Characterization of finiteness of Gorenstein cohomological dimension.

Equivalence of homotopy and stable categories under certain conditions.

Generalization of results to more general coefficient rings.

Abstract

First we study the Gorenstein cohomological dimension ${\rm Gcd}_RG$ of groups $G$ over coefficient rings $R$, under changes of groups and rings; a characterization for finiteness of ${\rm Gcd}_RG$ is given. Some results in literature obtained over the coefficient ring $\mathbb{Z}$ or rings of finite global dimension are generalized to more general cases.
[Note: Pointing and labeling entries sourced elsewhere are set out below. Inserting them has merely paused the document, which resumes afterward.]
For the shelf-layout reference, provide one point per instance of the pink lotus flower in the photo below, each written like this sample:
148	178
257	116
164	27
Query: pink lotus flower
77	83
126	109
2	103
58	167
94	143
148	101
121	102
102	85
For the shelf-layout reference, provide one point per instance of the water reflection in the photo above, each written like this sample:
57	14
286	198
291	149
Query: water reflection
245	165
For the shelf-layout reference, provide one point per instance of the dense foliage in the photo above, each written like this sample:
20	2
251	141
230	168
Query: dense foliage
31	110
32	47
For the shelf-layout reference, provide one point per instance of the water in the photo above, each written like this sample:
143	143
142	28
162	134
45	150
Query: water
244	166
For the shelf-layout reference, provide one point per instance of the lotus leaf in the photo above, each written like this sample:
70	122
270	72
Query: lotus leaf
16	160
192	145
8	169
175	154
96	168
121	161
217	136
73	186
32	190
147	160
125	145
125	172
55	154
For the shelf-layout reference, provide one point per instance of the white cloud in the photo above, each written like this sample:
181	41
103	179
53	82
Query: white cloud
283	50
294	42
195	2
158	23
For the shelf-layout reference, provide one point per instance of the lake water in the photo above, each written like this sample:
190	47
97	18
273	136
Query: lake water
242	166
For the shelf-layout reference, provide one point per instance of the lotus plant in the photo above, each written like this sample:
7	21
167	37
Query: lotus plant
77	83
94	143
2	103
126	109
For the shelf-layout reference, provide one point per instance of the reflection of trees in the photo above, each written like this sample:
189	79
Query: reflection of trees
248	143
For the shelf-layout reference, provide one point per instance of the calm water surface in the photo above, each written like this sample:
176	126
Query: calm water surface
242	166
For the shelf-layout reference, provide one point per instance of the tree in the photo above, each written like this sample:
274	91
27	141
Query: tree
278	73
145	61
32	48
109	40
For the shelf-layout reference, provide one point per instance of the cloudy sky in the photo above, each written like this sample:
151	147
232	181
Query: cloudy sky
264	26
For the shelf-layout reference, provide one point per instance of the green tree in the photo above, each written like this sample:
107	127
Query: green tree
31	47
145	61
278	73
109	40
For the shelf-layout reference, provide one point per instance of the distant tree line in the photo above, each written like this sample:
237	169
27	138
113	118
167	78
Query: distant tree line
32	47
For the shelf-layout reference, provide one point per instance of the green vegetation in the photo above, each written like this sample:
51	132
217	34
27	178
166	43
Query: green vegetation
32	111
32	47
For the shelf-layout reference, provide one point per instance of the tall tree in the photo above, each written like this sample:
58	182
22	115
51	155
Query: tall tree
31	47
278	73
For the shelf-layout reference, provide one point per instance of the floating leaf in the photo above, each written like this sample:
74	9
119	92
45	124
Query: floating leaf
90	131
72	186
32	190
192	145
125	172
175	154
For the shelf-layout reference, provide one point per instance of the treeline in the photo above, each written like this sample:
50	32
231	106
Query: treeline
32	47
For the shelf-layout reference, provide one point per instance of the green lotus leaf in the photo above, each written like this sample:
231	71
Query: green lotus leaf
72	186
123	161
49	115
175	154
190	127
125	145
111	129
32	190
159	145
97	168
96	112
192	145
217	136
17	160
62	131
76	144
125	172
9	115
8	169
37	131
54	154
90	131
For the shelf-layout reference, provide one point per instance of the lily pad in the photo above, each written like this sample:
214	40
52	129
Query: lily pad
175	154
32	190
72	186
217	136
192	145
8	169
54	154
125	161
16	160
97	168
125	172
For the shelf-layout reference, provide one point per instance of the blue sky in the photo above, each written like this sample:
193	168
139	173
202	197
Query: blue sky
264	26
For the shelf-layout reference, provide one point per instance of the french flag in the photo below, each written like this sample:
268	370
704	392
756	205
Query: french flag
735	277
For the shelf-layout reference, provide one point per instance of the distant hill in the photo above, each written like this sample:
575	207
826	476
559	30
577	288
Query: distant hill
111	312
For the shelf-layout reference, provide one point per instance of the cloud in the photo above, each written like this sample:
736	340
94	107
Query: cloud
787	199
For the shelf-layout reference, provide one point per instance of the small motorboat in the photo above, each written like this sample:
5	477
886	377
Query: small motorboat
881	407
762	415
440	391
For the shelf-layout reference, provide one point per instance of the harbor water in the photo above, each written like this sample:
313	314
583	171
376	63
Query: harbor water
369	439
Moreover, we establish a model structure on the weakly idempotent complete exact category $\mathcal{F}ib$ consisting of fibrant $RG$-modules, and show that the homotopy category $\mathrm{Ho}(\mathcal{F}ib)$ is triangle equivalent to both the stable category $\underline{\mathcal{C}of}(RG)$ of Benson's cofibrant modules, and the stable module category ${\rm StMod}(RG)$. The relation between cofibrant modules and Gorenstein projective modules is discussed, and we show that under some conditions such that ${\rm Gcd}_RG<\infty$, ${\rm Ho}(\mathcal{F}ib)$ is equivalent to the stable category of Gorenstein projective $RG$-modules, the singularity category, and the homotopy category of totally acyclic complexes of projective $RG$-modules.